Ahead of its year-end results, Hastings Group released a trading update this morning – one that outlined a host of challenges for the technology driven insurance company.
The company saw claims costs hit by increases in both third-party credit hire and repair costs, as well as some larger bodily injury losses and slightly higher winter frequencies. This has led to its calendar year loss ratio, before the impact of the July Ogden rate, being expected to stand in the range of 81%-82%. Its adjusted operating profit, meanwhile, is in the region of £110 million.
With its focus firmly on pricing discipline, the company explained that it has been implementing price increases ahead of the market – meaning its live customer policies had been broadly flat in the second half of the year. Still, year-over-year, they remain up by 5%, partly due to strong retention rates.
Toby Van der Meer, chief executive officer of Hastings Group Holdings, commented that the market has been “challenging,” but he believes the strategy of maintaining pricing discipline is the best way forward, while focusing on the positives.

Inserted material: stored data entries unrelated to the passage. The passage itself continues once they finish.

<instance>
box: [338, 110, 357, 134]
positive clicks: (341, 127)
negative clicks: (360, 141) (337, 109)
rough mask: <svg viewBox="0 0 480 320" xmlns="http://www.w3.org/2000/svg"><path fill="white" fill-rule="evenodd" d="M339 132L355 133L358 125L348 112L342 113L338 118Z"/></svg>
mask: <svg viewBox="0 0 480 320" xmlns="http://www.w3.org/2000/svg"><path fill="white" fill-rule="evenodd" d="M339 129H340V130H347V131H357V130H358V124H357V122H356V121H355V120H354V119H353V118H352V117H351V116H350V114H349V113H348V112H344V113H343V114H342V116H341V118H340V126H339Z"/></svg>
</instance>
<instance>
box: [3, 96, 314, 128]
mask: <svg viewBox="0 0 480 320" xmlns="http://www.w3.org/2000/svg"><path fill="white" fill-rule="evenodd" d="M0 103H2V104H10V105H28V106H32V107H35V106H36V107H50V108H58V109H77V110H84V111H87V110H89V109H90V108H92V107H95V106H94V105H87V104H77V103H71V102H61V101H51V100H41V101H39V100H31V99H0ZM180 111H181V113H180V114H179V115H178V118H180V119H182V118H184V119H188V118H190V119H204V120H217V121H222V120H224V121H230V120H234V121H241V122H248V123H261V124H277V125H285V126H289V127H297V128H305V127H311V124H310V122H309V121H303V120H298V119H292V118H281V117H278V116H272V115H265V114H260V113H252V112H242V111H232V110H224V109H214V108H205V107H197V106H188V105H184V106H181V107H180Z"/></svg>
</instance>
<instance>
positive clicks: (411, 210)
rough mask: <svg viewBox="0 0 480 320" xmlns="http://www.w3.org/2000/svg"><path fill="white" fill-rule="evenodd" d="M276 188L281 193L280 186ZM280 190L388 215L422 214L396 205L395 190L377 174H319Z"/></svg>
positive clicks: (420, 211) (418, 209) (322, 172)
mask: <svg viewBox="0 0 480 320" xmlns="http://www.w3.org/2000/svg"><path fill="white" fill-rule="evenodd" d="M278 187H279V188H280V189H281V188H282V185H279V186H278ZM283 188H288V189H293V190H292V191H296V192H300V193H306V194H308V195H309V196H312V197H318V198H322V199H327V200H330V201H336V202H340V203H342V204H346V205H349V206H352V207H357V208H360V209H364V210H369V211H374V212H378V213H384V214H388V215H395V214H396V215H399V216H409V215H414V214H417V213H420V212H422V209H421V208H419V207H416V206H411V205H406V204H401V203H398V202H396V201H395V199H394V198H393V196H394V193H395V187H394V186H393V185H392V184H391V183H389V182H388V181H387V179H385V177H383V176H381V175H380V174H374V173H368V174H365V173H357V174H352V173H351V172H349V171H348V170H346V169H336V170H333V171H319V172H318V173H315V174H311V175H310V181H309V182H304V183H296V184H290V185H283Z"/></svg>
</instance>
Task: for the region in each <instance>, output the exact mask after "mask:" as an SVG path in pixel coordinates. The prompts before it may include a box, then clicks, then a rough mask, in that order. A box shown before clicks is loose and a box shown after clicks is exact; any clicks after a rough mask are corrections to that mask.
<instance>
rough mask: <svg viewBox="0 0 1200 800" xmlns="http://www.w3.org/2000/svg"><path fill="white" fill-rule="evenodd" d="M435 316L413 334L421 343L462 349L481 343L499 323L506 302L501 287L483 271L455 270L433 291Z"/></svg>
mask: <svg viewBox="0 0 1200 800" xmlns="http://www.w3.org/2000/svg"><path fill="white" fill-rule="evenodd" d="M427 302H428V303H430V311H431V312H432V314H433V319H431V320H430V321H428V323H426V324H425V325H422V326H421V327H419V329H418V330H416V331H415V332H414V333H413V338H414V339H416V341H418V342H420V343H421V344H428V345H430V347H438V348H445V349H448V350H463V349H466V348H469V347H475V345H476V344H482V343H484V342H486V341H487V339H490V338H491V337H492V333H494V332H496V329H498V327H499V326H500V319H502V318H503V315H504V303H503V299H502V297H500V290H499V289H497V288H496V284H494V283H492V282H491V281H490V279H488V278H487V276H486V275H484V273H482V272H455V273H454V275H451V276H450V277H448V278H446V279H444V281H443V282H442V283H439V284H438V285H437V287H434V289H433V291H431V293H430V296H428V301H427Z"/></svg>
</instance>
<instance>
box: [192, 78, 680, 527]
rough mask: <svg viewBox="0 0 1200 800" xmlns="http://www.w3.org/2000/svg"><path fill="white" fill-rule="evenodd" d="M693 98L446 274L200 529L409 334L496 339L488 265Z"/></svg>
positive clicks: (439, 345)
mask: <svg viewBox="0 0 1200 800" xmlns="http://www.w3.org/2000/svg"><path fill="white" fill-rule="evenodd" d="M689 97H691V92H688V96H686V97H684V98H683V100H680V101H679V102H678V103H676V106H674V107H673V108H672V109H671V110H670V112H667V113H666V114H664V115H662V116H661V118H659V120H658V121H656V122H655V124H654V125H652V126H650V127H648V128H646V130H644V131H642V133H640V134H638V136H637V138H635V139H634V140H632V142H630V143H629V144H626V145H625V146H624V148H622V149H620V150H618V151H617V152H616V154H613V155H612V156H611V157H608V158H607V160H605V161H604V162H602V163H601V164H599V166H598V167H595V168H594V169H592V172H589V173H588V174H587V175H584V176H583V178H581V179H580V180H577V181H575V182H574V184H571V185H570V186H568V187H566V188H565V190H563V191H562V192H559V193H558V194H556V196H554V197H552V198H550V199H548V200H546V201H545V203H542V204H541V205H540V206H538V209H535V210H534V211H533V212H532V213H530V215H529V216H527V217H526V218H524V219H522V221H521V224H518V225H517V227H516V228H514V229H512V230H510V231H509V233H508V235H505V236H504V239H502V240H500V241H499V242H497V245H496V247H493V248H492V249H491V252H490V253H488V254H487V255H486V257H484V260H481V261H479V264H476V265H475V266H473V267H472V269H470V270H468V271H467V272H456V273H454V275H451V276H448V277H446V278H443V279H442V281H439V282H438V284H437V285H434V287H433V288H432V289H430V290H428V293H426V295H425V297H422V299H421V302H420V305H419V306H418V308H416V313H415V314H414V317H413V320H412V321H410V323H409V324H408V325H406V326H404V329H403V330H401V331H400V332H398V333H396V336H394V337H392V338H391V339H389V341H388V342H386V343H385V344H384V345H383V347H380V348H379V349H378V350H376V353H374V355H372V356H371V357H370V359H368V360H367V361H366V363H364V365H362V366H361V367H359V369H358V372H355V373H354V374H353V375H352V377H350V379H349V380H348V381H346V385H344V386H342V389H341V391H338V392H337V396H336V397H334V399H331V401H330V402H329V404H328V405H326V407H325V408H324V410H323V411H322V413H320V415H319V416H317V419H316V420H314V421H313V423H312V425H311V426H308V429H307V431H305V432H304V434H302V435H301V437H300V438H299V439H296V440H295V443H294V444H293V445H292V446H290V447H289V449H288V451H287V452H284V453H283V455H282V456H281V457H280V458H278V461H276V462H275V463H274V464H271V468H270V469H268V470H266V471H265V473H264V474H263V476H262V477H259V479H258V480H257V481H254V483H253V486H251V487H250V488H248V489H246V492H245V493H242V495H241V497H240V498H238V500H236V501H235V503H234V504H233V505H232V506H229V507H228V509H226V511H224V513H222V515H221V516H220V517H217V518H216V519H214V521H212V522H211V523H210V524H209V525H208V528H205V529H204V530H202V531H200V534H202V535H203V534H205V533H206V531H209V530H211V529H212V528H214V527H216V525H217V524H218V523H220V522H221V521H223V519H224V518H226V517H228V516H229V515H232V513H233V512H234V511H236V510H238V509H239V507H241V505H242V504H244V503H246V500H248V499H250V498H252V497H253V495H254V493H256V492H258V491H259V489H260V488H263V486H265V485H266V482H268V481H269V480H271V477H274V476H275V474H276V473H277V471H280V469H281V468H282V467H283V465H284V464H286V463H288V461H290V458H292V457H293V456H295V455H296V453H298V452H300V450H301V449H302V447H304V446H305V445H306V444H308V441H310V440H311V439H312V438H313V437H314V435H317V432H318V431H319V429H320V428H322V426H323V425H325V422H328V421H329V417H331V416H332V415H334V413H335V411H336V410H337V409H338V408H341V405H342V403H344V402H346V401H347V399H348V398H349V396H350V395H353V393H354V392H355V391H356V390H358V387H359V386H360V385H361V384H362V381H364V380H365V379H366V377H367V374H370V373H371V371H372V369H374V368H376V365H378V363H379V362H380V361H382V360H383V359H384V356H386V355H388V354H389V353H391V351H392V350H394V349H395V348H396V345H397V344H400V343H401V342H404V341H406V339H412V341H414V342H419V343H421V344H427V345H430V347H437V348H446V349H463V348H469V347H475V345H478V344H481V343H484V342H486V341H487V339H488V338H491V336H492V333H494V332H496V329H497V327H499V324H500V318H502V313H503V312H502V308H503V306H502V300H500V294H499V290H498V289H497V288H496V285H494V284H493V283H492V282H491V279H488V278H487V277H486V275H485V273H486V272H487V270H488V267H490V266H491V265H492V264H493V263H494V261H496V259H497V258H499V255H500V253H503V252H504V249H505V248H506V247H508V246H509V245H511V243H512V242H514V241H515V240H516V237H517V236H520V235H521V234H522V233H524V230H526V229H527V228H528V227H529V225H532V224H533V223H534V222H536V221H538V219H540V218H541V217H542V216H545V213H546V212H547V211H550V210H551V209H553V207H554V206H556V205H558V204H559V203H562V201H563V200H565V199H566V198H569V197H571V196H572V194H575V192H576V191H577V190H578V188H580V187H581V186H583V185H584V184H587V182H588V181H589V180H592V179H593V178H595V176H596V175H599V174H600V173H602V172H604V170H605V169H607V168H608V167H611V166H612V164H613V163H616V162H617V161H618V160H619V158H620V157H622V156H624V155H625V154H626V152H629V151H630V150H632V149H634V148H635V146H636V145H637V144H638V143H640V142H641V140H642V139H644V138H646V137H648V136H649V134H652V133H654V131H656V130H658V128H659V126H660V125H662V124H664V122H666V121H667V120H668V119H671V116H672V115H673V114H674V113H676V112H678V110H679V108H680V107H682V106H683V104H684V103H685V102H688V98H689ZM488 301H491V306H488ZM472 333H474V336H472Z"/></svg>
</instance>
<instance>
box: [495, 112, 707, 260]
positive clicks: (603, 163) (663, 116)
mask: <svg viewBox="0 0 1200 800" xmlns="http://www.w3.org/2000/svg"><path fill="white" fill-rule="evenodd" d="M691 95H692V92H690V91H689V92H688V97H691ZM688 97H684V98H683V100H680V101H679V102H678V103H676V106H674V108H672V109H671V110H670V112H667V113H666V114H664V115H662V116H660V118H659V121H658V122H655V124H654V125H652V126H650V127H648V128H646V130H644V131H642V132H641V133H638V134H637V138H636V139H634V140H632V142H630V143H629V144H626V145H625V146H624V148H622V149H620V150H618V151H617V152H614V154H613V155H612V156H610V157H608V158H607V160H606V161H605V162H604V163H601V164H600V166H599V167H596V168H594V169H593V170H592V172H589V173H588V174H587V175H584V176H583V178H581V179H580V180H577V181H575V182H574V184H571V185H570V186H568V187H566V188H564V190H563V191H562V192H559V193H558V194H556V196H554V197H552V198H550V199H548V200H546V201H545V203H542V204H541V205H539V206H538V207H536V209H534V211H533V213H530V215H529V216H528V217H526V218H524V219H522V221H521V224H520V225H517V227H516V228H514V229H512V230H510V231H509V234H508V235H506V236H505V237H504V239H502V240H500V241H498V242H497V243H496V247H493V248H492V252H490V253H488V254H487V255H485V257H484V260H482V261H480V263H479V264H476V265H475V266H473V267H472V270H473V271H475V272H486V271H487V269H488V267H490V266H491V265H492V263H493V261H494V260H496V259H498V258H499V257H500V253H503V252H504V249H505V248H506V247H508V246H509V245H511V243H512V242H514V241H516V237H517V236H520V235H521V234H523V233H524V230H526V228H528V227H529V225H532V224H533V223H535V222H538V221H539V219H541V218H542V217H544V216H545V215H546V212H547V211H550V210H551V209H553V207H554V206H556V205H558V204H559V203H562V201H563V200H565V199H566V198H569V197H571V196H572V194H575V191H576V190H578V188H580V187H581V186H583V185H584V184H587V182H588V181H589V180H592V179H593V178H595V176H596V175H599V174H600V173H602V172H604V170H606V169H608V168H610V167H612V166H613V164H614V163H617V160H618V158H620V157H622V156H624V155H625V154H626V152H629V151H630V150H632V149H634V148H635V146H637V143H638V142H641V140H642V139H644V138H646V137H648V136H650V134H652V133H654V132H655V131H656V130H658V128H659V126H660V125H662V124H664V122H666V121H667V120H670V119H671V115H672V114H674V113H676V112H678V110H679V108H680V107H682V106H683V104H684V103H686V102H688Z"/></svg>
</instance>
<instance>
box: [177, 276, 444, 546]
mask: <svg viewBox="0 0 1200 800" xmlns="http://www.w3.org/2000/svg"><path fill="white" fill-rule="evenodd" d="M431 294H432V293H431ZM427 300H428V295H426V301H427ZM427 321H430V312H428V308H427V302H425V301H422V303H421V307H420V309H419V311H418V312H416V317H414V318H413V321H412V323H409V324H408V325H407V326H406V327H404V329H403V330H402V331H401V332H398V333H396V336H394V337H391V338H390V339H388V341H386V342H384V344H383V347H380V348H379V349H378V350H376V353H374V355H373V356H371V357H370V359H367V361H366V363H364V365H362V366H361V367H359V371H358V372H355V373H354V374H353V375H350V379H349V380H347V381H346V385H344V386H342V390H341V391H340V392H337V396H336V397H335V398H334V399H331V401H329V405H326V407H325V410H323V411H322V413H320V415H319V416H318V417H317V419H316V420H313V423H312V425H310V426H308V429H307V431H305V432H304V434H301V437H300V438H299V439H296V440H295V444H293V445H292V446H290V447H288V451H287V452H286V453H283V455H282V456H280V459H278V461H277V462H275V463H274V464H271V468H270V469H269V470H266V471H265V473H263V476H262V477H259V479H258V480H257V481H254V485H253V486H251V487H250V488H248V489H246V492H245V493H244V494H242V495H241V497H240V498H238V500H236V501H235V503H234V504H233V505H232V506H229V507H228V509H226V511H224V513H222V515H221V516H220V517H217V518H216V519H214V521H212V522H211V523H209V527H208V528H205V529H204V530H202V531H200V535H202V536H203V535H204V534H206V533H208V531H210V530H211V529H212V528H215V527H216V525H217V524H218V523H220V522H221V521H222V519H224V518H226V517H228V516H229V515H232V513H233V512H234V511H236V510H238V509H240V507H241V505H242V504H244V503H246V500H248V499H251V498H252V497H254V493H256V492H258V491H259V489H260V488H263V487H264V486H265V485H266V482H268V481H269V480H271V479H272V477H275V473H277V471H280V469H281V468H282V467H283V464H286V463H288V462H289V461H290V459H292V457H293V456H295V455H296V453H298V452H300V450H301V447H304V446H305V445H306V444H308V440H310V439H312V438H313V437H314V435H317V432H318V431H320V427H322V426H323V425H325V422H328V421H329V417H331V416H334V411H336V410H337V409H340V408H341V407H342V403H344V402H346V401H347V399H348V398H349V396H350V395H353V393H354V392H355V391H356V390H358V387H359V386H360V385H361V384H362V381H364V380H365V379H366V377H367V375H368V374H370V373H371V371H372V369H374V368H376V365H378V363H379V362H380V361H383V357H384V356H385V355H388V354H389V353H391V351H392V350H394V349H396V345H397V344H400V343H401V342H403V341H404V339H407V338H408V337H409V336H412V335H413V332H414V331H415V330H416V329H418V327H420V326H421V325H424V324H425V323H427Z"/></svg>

“During the year we have continued to make progress on our technology, operational and strategic initiatives,” he said. “We have started to see the initial benefits of this come through, including our ability to maintain strong retention rates over the year, which I will talk about more at the full year results.
“Taking in to account the operating performance in 2019, the board expects the 2019 total dividend to be lower than 2018. However, the board remains confident in the group’s ability to capitalise on its long-term profitable growth opportunities, and therefore expects to pay a total dividend above the group’s stated 65-75% target payout range. 2020 trading has started in line with expectations.”